In terms of jobs, the common refrain is that immigrants are coming to the USA and taking jobs away from hardworking Americans. This is not true for several reasons. First of all the overwhelming majority of these immigrants are working jobs that Americans simply do not want to do or do not have the skill set to do.  Even if there must be some price that Americans could be paid to these jobs, the effect would only be to increase prices dramatically, killing demand and everyone loses.

Do immigrants, particularly undocumented immigrants, represent a drain on our resources?  It is a fact that immigrants, even undocumented immigrants, will consume services provided by the tax payer.  However, many of those same immigrates pay taxes into our state and national coffers.  And those that do not go on to become citizens, will not collect social security or receive medicare.  So in truth, immigrants are a net boon in many ways and not a net drain.  Also, the increased business that a growing community does do to the demand that this populations represents, further support both our tax base and job breation.

This leaves the final issue of security, which is an entirely separate concern from economic matters.

Query: Who do we really want to keep out of the country? And if we had to pick the smallest group of people as possible, would “drug dealers and terrorists” fit the description? How do we stop those people from coming in? Well… It’s nearly impossible in a world of mass undocumented immigration. We need to know who is coming into our country. And to do this, we need a system that encourages compliance, unlike our current system.  We want everyone to comply with the law, but how can we expect universal voluntary compliance when doing so will be more likely to deny them entry or send them home?  And it is this situation of so many bypassing the system, that allows the risk of truly bad people to enter the country undetected and unknown.

For the moment, please put aside the notion that we must stop immigration. If we had a system that made it easy for people to get visas, and easier to get green cards, permanent resident status or citizenship, then we automatically incentivize compliance because compliance will get them what they want!  And if compliance were, nearly universal, because we have removed the barriers to entry, we would have a much clearer idea of who is coming and going. Their compliance gives us this critical information. And it now becomes easy to run background checks, just to see if the applicant has any past convictions related to drugs or terrorist activity.
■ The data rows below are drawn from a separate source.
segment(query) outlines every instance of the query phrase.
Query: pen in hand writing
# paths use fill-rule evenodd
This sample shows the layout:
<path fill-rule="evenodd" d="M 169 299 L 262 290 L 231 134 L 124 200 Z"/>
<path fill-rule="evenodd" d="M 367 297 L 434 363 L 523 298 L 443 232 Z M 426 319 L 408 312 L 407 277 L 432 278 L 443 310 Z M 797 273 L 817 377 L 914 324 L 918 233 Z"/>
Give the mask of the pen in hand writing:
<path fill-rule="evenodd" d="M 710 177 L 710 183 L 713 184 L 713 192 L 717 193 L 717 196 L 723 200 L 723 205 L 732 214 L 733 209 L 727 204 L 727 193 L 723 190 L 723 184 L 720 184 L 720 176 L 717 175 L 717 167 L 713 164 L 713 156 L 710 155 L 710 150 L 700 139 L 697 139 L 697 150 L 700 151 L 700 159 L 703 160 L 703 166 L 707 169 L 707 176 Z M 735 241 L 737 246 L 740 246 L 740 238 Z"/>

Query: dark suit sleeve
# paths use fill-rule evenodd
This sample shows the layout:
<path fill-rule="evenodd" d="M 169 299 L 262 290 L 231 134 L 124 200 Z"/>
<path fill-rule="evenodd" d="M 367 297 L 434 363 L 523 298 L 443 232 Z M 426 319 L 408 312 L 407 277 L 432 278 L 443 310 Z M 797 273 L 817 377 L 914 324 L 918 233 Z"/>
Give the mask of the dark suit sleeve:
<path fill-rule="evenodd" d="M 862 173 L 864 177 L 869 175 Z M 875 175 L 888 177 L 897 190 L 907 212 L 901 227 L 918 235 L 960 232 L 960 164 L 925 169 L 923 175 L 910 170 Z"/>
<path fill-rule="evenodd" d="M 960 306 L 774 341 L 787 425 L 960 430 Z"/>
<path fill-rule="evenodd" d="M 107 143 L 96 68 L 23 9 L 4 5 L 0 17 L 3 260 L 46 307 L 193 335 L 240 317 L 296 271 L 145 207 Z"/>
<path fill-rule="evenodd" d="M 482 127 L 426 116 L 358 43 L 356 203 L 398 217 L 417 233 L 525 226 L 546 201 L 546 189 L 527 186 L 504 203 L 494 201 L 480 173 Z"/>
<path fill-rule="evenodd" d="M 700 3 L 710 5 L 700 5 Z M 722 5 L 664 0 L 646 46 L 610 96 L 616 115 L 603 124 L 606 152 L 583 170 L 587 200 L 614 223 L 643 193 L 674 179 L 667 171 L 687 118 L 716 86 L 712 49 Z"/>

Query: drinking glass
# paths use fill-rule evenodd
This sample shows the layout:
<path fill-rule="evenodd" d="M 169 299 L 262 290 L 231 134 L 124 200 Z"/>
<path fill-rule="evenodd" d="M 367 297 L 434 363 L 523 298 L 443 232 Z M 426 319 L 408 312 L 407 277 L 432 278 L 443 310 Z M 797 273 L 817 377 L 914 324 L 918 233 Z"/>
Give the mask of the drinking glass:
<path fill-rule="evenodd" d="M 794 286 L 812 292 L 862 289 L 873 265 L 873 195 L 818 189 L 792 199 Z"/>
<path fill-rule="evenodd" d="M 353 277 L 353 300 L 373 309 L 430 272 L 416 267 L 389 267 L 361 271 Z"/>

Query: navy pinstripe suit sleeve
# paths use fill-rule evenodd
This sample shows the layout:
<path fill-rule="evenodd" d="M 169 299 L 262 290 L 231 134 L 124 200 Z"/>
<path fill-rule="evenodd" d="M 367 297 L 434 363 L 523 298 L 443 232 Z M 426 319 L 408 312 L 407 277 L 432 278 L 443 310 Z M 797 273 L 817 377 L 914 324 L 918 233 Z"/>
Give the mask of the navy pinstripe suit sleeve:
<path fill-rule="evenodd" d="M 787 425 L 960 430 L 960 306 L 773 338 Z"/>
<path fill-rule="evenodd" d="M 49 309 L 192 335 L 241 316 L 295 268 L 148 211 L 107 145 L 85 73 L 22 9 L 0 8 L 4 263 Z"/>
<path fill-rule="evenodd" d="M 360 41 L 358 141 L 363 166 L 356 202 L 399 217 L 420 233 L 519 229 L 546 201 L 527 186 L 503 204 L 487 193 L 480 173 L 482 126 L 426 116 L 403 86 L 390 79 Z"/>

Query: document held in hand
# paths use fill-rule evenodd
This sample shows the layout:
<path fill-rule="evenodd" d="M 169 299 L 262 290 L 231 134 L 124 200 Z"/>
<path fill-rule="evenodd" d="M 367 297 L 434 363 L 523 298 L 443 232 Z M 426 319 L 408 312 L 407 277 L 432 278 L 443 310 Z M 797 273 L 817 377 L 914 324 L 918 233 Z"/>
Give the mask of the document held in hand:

And to those who still bypass the system? They would now be fewer in number, easier to find and almost entirely comprised of the people we are trying to keep out. The true threats now stand out by their non-compliance, where they currently blend in amidst a crowd of otherwise decent, though undocumented, people. If you are an immigration enforcement officer and you show up at a work site, would you rather have to chase down everyone as they all run away, or just the one person, as everyone else will know that they are in the system, and welcome to stay and work? I don’t know about you, but I’d much rather have to chase just one person down, than several dozen!